И все-таки история Великой Отечественной войны, история коллективизации и сама литература не должны ограничиваться каким-то кругом тем или сочинений. Вот «Литературная газета» объявит список произведений и начинает их прорабатывать. А многие великолепные книги, писатели остаются в тени, и совершенно необоснованно. Так остался в тени Константин Воробьев. Сейчас нигде не упоминаются романы Ивана Акулова «Крещение» и «Касьян Остудный» — лучшая книга о периоде коллективизации. Долго не упоминалась поэма Твардовского «По праву памяти». Теперь это произведение издано, и следом прошли, к сожалению, сокращенно, воспоминания брата поэта, Ивана Трифоновича, очень горькие и очень честные воспоминания. Так история начинает создаваться помимо Академии наук. А большинство наших писателей даже не знают, что в ней, оказывается, занимаются историей литературы.
Очень часто все наши выступления сейчас на периферии воспринимаются как духовное начало. И каждый из нас должен взять на себя смелость и ответственность нести в народ это духовное. Народ считает, что мы должны сказать ему правду, закрыть ту яму, в которую попала наша культура. На периферии нас захлестнула мутной волной массовая культура. Да и на периферии ли только? Растет молодежь, которая не знает ни настоящей литературы, ни искусства. Она смотрит в большинстве своем такие телепередачи, как «Взгляд», «До и после полуночи». Ничего не могу сказать, передачи хорошие, хотя и очень засоренные псевдокультурой, в особенности музыкальной и вокальной.
Опять очень много говорится слов, красивых, дежурных, всяческих, и очень мало дел, настоящих.

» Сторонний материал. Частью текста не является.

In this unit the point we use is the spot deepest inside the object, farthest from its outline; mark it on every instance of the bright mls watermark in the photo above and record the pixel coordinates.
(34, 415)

Как бы снова не утонули мы в словах о перестройке и демократии, как было уже не единожды. На местах, на периферии, почти ничего не сдвинулось с места. Есть какие-то внешние признаки перестройки. Всем нам, всему народу надо очнуться, набраться сил, мужества, спокойствия, чтобы не дергаться и выправить положение. Кто-то способствовал всему тому, что произошло; способствовал Сталин, способствовал Брежнев, но все-таки и мы с вами способствовали. Были же люди, которые и во времена Сталина и во времена Брежнева вели себя прилично; имели мужество не блудословить, хотя бы, а молчать. Нужно как то искупать свой позор, свою вину, соответствовать тому назначению, которое определил нам народ, судьба, история.